Wednesday, June 29, 2005

How Programming Has Changed

I was just reading a book on programming in Perl. It seems like an odd choice for the author. If you're going to teach a programming language these days, it's probably Java, or if you're more daring, Scheme, or some functional language. To pick a scripting language that has difficult semantics, well, it makes you wonder if the author has tried teaching it in a classroom situation. It's funny how people write programming books geared towards beginners, but may never have taught beginners to see the kinds of mistakes they make.

I've taught beginners, and there's one fact you realize quickly. Not everyone is cut out for programming. More than perhaps anything else, writing a program means dealing with constant failure. It doesn't take much for a program to fail.

Errors tend to fall into two categories. The first is the "dumb error". This is the kind of error you run into when you know what's wrong, but due to a lapse in concentration, you do the wrong thing. For example, recently I was taking a rather silly quiz online. I was supposed to give the correct spelling of tattoo. I picked (out of 4 choices) the spelling: tatoo. I know how to spell tattoo, but in my haste, I picked the wrong one.

There are errors similar to that in programming. You write = instead of ==. You think a function returns a boolean, when it returns an int. You forget string operations in Java don't mutate the string, and so forth.

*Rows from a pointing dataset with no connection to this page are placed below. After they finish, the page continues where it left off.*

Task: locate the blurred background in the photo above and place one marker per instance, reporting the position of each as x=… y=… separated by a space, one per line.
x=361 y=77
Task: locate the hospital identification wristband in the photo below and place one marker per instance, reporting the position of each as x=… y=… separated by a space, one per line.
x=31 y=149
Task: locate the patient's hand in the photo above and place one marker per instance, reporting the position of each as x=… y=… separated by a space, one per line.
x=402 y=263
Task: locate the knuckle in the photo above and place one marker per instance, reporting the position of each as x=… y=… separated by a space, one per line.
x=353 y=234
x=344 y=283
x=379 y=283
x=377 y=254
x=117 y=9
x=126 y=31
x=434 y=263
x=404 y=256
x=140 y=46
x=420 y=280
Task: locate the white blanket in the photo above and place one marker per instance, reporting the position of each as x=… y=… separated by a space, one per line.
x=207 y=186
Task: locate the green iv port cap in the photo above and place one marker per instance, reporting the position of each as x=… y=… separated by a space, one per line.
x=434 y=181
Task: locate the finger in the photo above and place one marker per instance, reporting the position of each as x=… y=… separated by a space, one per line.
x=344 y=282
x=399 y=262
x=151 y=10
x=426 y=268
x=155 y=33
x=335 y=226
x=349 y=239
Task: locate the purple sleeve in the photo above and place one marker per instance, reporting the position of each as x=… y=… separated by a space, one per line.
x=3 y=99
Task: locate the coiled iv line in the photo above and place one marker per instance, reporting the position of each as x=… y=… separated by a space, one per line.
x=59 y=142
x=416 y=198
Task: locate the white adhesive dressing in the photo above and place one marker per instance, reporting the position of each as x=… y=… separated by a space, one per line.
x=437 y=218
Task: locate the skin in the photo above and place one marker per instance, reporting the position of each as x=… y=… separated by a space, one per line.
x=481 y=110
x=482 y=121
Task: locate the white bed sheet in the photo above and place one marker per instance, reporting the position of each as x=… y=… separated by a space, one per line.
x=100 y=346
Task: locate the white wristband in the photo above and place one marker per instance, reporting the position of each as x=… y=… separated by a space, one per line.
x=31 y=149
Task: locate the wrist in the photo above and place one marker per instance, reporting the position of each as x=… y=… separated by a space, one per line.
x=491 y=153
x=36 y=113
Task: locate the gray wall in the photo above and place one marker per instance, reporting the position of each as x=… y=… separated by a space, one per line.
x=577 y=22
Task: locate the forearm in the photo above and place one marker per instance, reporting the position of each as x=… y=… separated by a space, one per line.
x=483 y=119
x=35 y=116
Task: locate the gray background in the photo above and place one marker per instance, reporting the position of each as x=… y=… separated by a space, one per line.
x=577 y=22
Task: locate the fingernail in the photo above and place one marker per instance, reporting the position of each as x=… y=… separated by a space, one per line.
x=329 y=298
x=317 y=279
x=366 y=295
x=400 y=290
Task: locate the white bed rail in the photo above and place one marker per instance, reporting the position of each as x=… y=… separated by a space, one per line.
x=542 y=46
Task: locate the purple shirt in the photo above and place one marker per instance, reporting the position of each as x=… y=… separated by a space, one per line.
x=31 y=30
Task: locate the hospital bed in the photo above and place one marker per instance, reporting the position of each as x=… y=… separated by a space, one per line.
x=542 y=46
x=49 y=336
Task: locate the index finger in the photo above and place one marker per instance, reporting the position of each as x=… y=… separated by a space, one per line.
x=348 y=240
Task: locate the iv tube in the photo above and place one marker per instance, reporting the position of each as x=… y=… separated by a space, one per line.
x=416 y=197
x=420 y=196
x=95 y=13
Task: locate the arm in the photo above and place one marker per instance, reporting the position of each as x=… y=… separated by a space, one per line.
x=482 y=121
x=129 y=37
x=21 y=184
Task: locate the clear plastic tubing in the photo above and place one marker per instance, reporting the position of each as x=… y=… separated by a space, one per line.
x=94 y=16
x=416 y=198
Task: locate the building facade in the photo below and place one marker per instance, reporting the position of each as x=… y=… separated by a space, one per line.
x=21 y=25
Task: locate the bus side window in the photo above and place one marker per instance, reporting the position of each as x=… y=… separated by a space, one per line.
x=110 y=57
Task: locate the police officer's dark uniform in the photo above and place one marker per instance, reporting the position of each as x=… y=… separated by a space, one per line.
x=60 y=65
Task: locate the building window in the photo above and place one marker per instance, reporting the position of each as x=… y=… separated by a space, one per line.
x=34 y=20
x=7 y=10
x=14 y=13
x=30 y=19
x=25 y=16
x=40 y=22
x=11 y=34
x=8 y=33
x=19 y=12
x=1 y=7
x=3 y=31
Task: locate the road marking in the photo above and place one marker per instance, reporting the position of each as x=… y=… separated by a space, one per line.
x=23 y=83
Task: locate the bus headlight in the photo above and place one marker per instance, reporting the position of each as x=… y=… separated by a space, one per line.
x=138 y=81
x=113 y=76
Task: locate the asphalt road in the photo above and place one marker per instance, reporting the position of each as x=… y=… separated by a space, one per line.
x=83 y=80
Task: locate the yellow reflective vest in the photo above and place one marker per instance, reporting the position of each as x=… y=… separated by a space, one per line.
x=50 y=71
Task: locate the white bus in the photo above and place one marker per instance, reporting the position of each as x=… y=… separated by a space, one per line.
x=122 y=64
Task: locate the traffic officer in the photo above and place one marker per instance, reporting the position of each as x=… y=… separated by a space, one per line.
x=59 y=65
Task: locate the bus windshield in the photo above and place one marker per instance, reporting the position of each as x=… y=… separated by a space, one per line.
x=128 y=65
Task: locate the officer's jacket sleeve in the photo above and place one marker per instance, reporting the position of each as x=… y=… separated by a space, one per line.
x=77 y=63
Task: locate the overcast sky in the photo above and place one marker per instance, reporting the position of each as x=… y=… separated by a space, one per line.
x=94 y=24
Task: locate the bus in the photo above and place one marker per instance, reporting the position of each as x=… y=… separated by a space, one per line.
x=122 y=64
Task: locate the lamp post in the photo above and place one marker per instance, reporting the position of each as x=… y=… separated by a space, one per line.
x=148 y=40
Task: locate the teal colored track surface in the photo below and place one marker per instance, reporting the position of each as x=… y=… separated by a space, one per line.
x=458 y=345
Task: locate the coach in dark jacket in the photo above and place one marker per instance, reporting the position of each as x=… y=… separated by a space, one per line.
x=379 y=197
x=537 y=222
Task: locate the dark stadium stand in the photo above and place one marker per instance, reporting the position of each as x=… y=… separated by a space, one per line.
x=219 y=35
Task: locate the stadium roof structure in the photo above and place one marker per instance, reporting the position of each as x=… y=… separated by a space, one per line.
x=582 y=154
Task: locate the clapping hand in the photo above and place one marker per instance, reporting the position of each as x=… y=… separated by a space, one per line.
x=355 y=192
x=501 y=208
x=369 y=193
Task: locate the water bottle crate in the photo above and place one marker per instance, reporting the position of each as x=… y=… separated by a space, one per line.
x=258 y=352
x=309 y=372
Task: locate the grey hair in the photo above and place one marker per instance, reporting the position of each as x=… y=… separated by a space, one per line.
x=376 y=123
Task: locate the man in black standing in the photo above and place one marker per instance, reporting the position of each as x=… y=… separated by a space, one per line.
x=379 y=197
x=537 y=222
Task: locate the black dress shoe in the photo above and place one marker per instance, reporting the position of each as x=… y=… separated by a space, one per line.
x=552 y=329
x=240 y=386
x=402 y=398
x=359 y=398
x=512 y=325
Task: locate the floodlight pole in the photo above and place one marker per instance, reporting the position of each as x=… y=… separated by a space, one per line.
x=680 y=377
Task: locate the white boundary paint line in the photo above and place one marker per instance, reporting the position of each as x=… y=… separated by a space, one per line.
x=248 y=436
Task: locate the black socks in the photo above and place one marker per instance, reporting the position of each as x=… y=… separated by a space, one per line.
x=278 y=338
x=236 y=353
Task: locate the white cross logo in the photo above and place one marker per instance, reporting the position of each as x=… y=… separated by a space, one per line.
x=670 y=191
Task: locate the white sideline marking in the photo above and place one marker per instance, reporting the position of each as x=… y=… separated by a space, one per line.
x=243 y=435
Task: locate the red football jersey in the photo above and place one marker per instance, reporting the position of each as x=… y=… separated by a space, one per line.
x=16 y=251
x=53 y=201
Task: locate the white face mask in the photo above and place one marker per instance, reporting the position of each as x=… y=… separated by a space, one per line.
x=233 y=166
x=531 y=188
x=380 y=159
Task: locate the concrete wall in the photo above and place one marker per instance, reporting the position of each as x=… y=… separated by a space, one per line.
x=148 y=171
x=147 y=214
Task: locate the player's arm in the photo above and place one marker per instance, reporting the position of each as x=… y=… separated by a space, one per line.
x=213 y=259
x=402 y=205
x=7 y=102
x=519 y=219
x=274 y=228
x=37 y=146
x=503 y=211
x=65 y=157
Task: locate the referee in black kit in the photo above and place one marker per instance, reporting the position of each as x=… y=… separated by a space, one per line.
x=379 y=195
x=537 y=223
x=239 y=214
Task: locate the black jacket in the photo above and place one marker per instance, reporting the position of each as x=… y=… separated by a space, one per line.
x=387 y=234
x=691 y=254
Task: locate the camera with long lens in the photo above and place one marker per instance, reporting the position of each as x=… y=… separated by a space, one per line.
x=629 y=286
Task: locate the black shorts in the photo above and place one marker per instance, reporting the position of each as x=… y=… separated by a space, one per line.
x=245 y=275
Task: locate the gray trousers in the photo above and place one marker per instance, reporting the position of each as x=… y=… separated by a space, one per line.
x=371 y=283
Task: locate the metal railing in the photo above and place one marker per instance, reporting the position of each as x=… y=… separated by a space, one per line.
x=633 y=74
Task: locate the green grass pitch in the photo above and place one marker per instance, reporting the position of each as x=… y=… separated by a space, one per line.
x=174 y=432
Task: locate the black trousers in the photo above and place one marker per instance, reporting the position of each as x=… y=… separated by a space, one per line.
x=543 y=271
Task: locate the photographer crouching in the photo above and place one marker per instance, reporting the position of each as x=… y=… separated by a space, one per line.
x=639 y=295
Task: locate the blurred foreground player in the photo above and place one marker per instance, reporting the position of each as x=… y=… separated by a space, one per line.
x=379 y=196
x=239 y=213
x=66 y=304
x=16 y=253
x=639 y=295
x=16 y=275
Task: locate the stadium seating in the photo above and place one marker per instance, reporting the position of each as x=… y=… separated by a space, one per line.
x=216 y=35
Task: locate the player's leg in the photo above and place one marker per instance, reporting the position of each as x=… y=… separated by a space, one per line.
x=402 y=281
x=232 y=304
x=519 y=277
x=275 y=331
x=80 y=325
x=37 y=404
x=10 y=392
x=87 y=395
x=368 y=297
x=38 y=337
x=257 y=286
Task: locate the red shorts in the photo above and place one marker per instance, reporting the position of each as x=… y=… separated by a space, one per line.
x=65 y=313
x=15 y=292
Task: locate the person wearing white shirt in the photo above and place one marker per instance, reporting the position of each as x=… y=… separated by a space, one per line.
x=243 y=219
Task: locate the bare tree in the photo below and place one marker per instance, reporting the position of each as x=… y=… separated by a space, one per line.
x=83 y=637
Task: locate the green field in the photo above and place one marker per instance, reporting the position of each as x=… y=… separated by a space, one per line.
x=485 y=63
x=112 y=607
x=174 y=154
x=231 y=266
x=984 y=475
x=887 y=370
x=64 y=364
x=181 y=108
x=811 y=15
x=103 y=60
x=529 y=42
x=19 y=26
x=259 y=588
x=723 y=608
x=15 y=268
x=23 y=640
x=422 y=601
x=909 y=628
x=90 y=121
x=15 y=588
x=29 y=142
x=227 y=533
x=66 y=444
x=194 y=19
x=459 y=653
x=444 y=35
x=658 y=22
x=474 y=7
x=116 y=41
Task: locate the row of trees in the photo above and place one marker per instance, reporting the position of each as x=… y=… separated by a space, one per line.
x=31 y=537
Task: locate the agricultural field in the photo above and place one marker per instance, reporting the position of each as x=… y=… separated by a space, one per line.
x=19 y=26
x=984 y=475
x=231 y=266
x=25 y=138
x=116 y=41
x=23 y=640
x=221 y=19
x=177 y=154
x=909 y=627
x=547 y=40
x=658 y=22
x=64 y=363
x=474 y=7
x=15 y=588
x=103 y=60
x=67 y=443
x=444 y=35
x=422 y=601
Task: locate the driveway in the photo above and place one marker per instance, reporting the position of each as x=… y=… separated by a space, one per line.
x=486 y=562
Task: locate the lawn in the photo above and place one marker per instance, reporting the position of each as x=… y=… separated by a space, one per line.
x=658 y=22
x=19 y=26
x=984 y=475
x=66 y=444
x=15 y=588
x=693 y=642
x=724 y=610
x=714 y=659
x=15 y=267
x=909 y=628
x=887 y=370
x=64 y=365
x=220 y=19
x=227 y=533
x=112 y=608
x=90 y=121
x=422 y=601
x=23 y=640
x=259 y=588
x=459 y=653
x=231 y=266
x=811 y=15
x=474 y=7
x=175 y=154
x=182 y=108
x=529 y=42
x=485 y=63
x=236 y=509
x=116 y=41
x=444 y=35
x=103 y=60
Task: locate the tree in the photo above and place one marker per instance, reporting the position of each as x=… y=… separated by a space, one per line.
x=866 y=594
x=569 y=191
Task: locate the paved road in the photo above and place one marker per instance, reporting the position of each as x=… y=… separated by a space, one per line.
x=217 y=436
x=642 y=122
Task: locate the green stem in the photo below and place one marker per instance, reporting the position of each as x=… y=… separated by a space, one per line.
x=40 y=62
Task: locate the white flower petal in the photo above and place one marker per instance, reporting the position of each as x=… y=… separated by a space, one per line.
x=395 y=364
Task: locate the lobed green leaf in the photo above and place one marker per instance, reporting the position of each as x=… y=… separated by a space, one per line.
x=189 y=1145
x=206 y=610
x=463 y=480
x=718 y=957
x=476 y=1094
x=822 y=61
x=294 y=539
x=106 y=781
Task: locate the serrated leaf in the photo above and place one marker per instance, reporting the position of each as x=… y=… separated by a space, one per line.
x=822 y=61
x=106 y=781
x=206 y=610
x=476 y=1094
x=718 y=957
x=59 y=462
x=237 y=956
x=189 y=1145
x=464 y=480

The other kind of error is due to a lack of understanding. This error can fall in two subcategories. You can either not understand some feature in a language (or misunderstand it), or you can not understand your solution. I suppose there's even a third subcategory, where you know what you want to do, but you're not sure how to express it in the language.

Again, it helps to explain with an analogy. Suppose you're cooking, You are using some appliance, like a food processor. Maybe a food processor can't blend the way a blender does, but you think it can. You wonder why, when you use a food processor, that it can't pulverize properly. This is analogous to not understanding a feature of the language (you don't understand how your appliances work).

On the other hand, you might have a recipe, and you are asked to saute, but you don't know what it means to saute. You understand how to use the appliances fine. Thus, you don't understand cooking terminology.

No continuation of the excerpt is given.